How to find whether a grammar's language is finite or infinite?

Question

I have this context-free grammar and I want to find out whether its language is finite or infinite.

S -> XY|bb  Step 1
X -> XY|SS  Step 2
Y -> XY|SS  Step 3

So I would do

S -> XY            From step 1
S -> YYY           From step 2
S -> SSYY          From step 3
S -> SSSSY         From step 3
S -> SSSSSS        From step 3
S -> bbSSSSS       From step 1
S -> bbbbSSS       From step 1
S -> bbbbbbSSS     From step 1
S -> bbbbbbbbSS    From step 1
S -> bbbbbbbbbbS   From step 1
S -> bbbbbbbbbbbb  From step 1

bbbbbbbbbbbb 

So I know how to generate words like this but how to find out whether the language is finite or infinite?

Answer 1

A language is infinite if it can generate infinitely many words. In order to prove that a language generated by a grammar is infinite, you need come up with some infinite list of words generated by the grammar. Proving that the language is finite is slightly more messy—you need to make a list of all possible derivations, and show that all of the terminate.

In your case, you have the derivation $S\to^*SSSS$, which suggests that the language is infinite.
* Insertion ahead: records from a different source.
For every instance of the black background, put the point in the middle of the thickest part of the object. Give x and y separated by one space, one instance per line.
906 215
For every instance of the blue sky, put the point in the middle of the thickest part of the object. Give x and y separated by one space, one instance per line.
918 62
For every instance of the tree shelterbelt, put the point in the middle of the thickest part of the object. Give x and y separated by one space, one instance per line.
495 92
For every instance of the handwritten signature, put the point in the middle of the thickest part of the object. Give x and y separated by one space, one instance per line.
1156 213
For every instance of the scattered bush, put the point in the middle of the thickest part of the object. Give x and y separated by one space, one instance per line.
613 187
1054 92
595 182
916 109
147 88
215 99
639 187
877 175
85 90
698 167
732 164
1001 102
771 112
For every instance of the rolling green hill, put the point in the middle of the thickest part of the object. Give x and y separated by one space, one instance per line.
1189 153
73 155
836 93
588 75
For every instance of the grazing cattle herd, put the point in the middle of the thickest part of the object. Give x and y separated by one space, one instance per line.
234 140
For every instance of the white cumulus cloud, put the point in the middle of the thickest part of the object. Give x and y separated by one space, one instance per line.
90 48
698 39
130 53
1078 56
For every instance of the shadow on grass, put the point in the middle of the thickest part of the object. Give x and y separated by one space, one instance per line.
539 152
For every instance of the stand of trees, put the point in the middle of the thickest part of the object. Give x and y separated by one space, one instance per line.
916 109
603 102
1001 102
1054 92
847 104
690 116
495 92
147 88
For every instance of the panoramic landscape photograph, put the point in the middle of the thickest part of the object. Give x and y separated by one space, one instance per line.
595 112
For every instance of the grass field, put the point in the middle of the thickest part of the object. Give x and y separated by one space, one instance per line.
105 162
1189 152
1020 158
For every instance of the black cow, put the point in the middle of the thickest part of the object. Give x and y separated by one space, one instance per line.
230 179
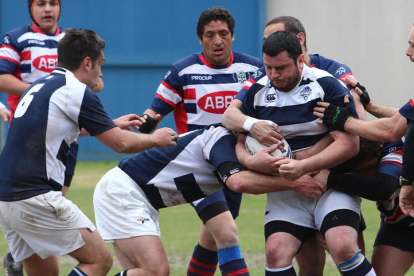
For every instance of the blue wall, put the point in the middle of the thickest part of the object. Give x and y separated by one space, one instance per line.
143 38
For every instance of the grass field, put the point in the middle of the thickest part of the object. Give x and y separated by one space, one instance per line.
180 226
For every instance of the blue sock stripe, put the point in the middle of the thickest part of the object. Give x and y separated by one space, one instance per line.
354 261
228 254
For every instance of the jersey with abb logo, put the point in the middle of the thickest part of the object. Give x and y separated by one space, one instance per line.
391 164
28 54
199 92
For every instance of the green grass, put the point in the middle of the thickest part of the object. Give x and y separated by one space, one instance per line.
180 226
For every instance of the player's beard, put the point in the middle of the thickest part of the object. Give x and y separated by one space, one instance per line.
291 81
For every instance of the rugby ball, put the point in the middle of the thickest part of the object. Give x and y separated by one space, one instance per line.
253 146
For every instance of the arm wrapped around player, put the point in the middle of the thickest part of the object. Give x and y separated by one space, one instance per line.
149 125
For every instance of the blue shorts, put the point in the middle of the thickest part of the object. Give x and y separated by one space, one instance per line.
217 203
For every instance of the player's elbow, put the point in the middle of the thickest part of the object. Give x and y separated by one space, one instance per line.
239 184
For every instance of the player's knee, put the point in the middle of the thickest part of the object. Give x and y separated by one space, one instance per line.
278 253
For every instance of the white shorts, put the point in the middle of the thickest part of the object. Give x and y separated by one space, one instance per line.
46 224
121 208
308 212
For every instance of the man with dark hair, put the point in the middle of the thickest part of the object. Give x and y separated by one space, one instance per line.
47 120
290 218
198 89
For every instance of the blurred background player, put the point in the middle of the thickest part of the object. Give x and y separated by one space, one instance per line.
51 115
198 89
4 112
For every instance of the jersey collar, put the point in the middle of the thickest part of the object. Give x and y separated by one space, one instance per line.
207 63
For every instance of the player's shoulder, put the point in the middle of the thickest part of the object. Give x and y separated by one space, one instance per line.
188 61
245 58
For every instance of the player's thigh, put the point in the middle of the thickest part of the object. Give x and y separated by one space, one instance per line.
387 260
146 252
223 229
94 251
36 266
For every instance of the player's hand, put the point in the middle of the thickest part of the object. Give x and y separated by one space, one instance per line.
130 120
150 123
322 179
291 169
307 186
407 200
5 114
263 162
164 137
332 115
265 134
359 89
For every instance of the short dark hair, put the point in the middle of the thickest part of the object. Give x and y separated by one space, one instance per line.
282 41
76 45
214 14
292 25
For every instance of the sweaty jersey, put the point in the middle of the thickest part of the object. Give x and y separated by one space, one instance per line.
187 172
47 120
391 164
199 92
28 54
293 111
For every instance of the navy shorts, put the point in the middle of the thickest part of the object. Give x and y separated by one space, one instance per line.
219 202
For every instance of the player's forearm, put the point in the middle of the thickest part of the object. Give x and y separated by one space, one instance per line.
12 85
233 118
380 111
381 130
342 149
256 183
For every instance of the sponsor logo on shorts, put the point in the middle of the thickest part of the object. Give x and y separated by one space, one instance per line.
143 220
216 102
305 92
271 98
341 70
6 39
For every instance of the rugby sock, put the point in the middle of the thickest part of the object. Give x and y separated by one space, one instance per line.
77 272
357 266
123 273
203 262
284 271
231 261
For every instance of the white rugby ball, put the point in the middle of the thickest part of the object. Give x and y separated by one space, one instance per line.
253 146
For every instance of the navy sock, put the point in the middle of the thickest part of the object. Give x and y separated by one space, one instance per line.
232 262
203 262
284 271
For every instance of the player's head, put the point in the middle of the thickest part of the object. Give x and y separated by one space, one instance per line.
215 30
286 23
283 60
82 51
45 14
410 49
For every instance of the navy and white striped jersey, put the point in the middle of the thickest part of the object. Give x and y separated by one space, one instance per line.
200 92
293 111
47 120
28 54
187 172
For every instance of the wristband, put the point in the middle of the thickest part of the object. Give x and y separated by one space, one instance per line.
405 182
248 124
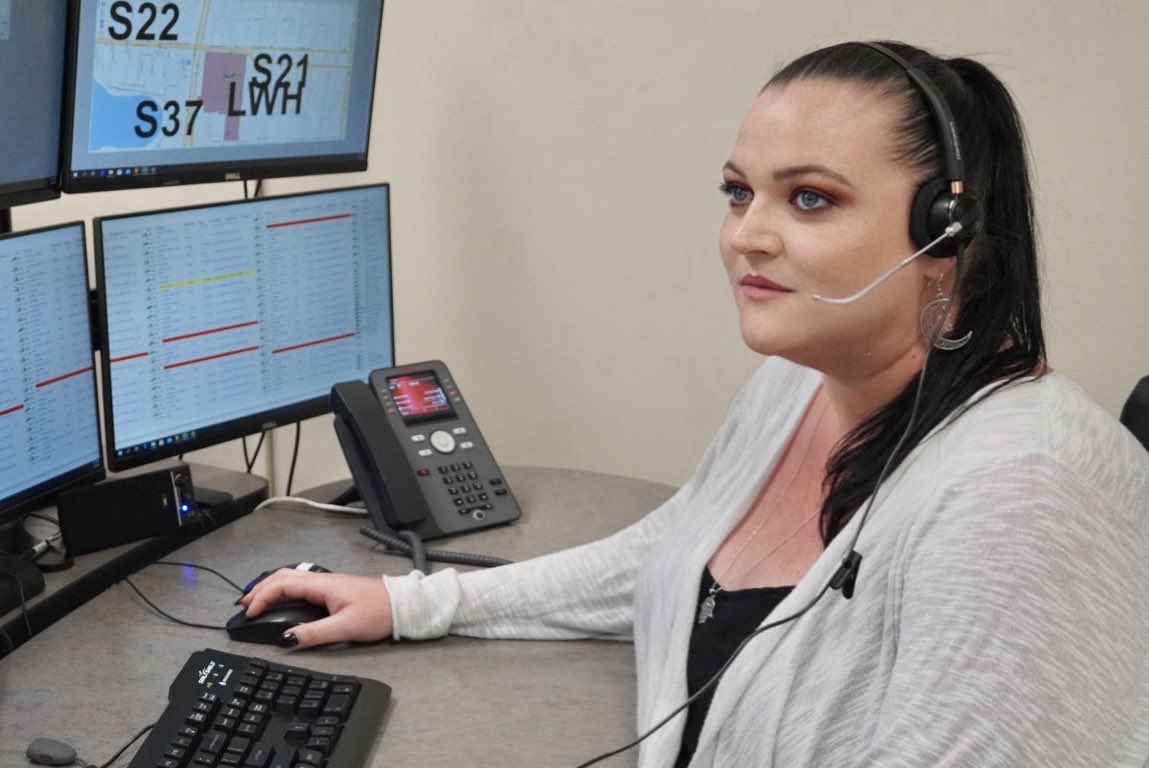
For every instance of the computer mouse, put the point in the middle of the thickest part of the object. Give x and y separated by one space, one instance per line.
278 617
294 566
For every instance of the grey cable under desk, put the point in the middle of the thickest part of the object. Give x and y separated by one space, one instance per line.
101 673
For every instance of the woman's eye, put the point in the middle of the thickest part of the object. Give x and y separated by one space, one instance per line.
737 193
809 200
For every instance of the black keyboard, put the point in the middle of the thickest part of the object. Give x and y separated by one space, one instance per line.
243 712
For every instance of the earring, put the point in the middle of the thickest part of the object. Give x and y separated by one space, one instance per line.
934 325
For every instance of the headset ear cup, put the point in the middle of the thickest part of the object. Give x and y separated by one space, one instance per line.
934 208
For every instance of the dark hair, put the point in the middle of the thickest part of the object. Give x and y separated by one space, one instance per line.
997 292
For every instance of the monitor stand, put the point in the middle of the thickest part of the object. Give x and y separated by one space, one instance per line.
15 539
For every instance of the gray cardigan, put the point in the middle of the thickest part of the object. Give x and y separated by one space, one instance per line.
1001 615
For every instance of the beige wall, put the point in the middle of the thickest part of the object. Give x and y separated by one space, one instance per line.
555 169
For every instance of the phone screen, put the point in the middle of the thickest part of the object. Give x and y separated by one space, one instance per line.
419 397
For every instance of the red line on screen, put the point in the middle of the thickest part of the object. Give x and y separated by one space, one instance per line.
210 356
208 331
311 344
129 356
60 378
308 221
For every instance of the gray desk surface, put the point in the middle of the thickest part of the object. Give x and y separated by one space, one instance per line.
100 674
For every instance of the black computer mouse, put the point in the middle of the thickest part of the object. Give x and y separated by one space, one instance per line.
278 616
276 619
294 566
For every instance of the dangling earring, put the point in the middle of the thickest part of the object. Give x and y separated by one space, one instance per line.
934 325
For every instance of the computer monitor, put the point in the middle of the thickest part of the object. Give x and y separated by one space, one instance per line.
169 93
32 53
49 427
222 321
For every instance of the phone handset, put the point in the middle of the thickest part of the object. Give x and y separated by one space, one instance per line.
416 454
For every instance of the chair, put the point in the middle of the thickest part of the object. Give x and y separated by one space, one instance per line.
1135 412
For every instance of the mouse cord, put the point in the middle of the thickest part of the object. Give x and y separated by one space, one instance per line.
192 565
182 565
84 763
166 614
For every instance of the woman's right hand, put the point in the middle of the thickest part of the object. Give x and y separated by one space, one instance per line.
359 606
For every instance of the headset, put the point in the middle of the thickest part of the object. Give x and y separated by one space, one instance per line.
941 201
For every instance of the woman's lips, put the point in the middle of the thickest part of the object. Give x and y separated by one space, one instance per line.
757 288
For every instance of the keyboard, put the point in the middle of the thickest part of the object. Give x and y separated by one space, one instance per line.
241 712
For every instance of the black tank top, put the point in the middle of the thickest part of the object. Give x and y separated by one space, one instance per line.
735 615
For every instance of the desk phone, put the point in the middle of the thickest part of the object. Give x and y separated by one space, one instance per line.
416 454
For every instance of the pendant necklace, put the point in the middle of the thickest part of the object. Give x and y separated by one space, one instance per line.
707 606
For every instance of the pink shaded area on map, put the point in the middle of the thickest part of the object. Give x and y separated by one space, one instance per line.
221 71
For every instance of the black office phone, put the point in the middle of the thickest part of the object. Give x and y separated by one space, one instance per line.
416 454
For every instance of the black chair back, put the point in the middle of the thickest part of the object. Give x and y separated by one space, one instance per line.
1135 413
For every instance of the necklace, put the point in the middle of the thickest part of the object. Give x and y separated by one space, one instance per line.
707 606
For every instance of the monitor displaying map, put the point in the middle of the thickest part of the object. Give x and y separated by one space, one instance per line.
218 90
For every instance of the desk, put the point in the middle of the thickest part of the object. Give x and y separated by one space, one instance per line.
101 673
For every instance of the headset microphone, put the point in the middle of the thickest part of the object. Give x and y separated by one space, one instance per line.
950 231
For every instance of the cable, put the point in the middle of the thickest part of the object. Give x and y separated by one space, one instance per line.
249 461
182 565
192 565
166 614
123 749
294 458
710 683
399 543
23 603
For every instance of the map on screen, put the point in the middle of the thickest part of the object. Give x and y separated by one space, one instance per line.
187 83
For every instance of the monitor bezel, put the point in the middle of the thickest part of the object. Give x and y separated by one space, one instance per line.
45 493
284 164
253 423
40 189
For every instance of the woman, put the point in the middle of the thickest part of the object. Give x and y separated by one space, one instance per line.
904 419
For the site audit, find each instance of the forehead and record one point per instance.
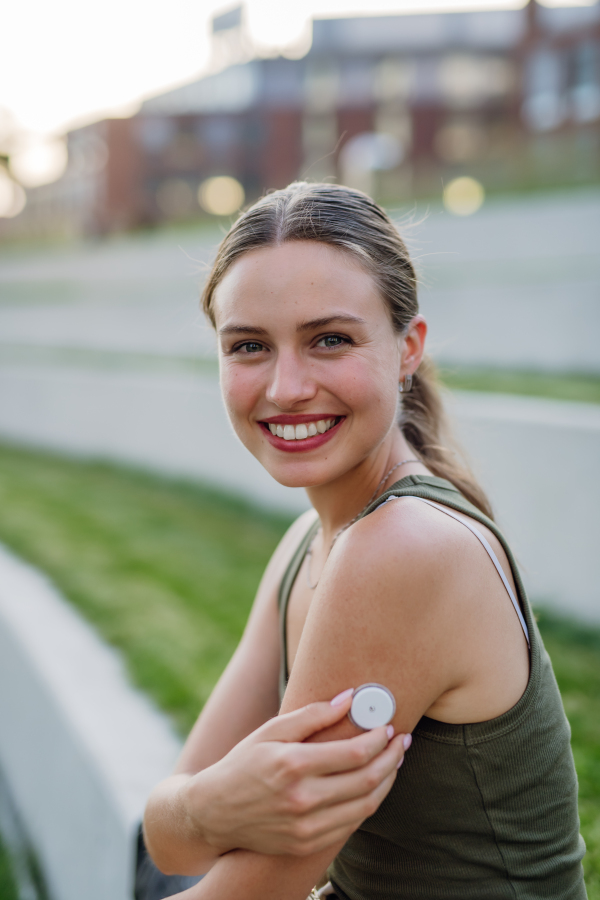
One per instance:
(294, 278)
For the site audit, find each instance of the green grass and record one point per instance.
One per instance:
(8, 888)
(575, 654)
(581, 387)
(167, 572)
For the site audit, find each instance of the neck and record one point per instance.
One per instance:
(339, 501)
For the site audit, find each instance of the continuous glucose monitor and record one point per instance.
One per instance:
(372, 706)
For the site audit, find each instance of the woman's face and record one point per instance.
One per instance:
(310, 363)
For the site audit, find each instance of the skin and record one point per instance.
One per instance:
(406, 597)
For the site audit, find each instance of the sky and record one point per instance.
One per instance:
(65, 62)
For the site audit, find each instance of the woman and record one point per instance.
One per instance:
(321, 346)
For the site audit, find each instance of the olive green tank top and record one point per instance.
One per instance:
(487, 810)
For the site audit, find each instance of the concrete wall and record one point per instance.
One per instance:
(79, 747)
(537, 458)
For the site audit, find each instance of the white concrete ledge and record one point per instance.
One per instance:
(537, 458)
(80, 748)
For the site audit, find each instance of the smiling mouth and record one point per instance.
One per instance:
(304, 430)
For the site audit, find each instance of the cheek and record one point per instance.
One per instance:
(239, 388)
(369, 387)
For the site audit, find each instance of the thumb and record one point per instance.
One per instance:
(300, 724)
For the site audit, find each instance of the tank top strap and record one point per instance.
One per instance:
(487, 547)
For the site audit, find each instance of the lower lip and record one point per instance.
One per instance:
(302, 446)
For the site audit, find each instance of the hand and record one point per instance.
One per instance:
(276, 795)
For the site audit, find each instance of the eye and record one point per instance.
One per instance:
(249, 347)
(332, 341)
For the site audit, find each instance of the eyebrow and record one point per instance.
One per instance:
(303, 326)
(242, 329)
(329, 320)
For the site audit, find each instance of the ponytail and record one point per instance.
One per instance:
(425, 426)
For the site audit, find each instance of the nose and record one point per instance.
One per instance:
(290, 382)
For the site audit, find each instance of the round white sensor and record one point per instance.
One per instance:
(372, 706)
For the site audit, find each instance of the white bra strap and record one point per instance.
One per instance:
(490, 553)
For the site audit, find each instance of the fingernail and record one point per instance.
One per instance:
(339, 699)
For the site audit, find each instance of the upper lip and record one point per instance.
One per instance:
(299, 420)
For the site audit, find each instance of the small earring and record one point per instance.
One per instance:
(405, 385)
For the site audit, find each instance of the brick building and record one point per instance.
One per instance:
(393, 104)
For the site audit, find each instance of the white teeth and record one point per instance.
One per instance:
(301, 432)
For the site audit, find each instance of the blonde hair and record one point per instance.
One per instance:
(351, 221)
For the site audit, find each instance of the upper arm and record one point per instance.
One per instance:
(368, 621)
(246, 695)
(379, 615)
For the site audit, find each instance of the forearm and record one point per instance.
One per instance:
(179, 841)
(244, 875)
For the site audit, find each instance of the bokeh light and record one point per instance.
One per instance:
(38, 160)
(221, 196)
(12, 196)
(463, 196)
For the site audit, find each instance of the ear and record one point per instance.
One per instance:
(413, 346)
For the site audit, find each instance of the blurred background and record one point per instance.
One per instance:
(129, 140)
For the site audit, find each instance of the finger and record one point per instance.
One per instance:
(306, 721)
(337, 789)
(332, 757)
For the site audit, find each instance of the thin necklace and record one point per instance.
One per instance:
(351, 522)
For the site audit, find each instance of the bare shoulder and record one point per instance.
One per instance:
(404, 544)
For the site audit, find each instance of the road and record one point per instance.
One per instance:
(516, 285)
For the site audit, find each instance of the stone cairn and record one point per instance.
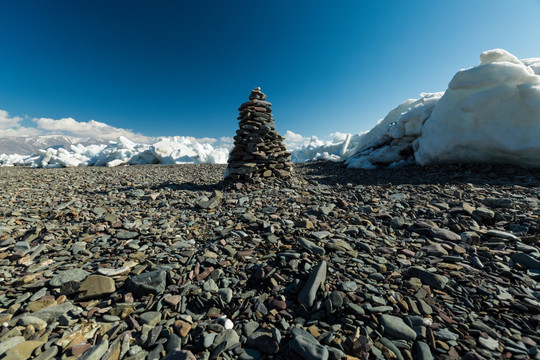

Can you come up with an infinite list of words generated by this grammar?

Answer 2

The only way a finite system (grammar) can generate an infinite set of words is by repeating stuff: you start at $S$ and keep expanding until you hit a non-terminal that you've already expanded. So now you can just copy the sub-tree corresponding to that symbol and paste it. You can do this forever so it must be that the grammar generates infinitely many words.

You can use a directed graph to represent a context-free grammar: think of the grammar specification as being an adjacency list of some graph (In the first rule, there is an edge from $S$ to $X$ and from $X$ to $Y$ and so on). Now, the grammar generates an infinite set if and only if the graph is cyclic (this needs proof). A technicality is that the cycle should generate something other than the empty word. This gives a general procedure for deciding whether a grammar generate an infinite set of words or not.

The graph corresponding to your example looks like:

There are lots of cycles. $S^*$ ($(bb)^*$ is a subset of the language that the grammar generates) is one example.

Answer 3

The language is infinite iff its grammar can generate an infinite number of words, or equivalently iff a recognizing automaton can recognize an infinite number of words.

This is something that you have to prove.

For that purpose you can rely on some facts.

• a language is infinite if and only if contains words of unbounded length, i.e. longer than any size you may choose.

  (Useful and easy exercise: prove that the total number of words of size less than some integer $n$ built on a finite alphabet $\Sigma$ is always finite. - this proves the above statement)

  This tells you two things

  • that if you can show that the language contains words of unlimited size, it is indeed infinite.
  • that you can always count on that property to prove language infinity

• To prove that words can have unlimited size, you must use an induction proof. And, when using a grammar definition of the language, it will have to be based on non-terminals as they are the only part of a derived string that can be replaced by something longer.

For example, if the initial symbol derives on a string that contains it plus other symbols, including a terminal, and only non-terminal that derive on a terminal word ... the you may think on using that for an induction proof.

Well ... what about trying?

And try to think why I specify these constraints. (remember, the words of the language contain only terminals)

By the way, the recursion must sometimes be on another non-terminal than the initial one (S). But it will do in your case.

Answer 4

I recall from the 1960's a technique for at least some classes of formal grammars for finding cycles (loops generating an infinite language ) in a grammar. A Boolean matrix is created for all rules or productions in the grammar. All terminals and non-terminals are listed as the vertical side of the matrix and the horizontal side of the matrix. There are zeros in the matrix where vertical side of the rule does not directly produce a symbol across the horizontal side. There ones where the left part (row title) directly produces the right part (column title)

This captures all the direct transitions. This matrix is multiplied times its transpose. The martix multiplication is simplified by the use of Warshall's algorithm. The result is the reflexive transitive closure of the grammar. The grammar is cycle free if the right to left diagonal of the resulting matrix is all zeros.